Les Grenoblois entamaient la première période sur les
chapeaux de roues et se créaient de nombreuses occasions. Boya, Matsui ou
Ljuboja, à chaque incursion dans le camp nacéien, mettaient le feu (1ere, 4e,
9e, 13e, 22e). Les Lorrains, timides, étaient
surtout contrés par des grenoblois bien en place défensivement et très
volontaires offensivement. Et Malgré la sortie de Dieuze sur blessure dès la 23e,
les Grenoblois ne lâchaient rien. Ils dominaient encore sans concrétiser leurs
occasions.
Mais tout était réparé à l’entame de la seconde période.
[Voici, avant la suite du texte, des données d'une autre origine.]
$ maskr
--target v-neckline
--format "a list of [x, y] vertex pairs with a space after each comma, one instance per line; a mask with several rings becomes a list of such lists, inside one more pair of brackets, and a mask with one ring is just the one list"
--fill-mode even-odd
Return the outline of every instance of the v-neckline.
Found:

Sur
un contre éclair lancé par le Crom, Akrour servait Matsui dans la profondeur,
qui dribblait le dernier défenseur avant de frapper. Le ballon était contré
mais Ljuboja suivait bien et battait Grégorini. Pour la première fois de la
saison, les Isérois menaient au score, et ce n’était pas sans mérite. Les Grenoblois,
solides derrières, ne se privaient pas de se créer des occasions quand ils
pouvaient, à l’image de Ljuboja et Akrour (59e, 68e). Malheureusement,
les Nancéiens, sur un dégagement anodin, réussissaient à égaliser d’une tête de
Jemmali qui trompait son propre gardien (74e). Pas abattus, les
bleus et blanc poussaient en fin de rencontre pour inscrire le but libérateur. Mais
un nouveau coup dur cassait l’élan isérois. M. Ledentu sifflait un penalty
suite à une faute de César sur Alo’o Efoulou, que transformait Hadji. Les
Grenoblois, abasourdis, s’inclinaient.